In an expedited effort to keep "buzzworthy" words up-to-date in their online dictionary, Oxford has introduced that addition of new words, which include "twerking" and "selfie."

While Miley Cyrus may have given the whole world a visual demonstration of what it means to "twerk" during MTV's 2013 Video Music Awards, the Oxford dictionary still believes it fit to include a wordier definition of the dance move in its online dictionary. Somewhere between the words "tweed" and "twerp," "twerk" has rushed its way into the online reference, an Oxford blog announced Wednesday, along with other popular Internet phrases.

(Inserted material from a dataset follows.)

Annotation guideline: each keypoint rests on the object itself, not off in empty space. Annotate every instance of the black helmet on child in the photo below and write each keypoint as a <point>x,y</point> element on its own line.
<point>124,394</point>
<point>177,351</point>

Those who are not up-to-date on the Internet's current trends can rest at ease because Oxford, despite its image, is in the loop. If a person, for instance, was browsing around the Internet on their "phablet" and came across a "selfie" of Miley Cyrus practicing her "twerking" and was mortified enough to feel they needed a "digital detox," they could look up what all of those words mean through Oxford's online dictionary.

There they will discover not only the definition to those words listed above, but to other useful words as well such as "srsly" and "emoji."

While the new additions may seem like a lot, online users should be too surprised. According to Angus Stevenson of Oxford Dictionaries Online, an estimated 150 million words are added to the Oxford database each month.

"New words, senses, and phrases are added to Oxford Dictionaries Online when we have gathered enough independent evidence from a range of sources to be confident that they have widespread currency in English," Stevenson explained in the Oxford blog. "Publishing online allows us to make the results of our research available more quickly than ever before."

From those millions of words in the database however, only a select few are actually added to the online dictionary, the term "twerking" being one of them this month. This power to monitor the ever changing English language is fascinating, to say the least.

"We use this database to track and verify new and emerging words and senses on a daily basis," Stevenson noted. "On average, we add approximately 1,000 new entries to Oxford Dictionaries Online every year, and this quarter's update highlights some fascinating developments in the English language."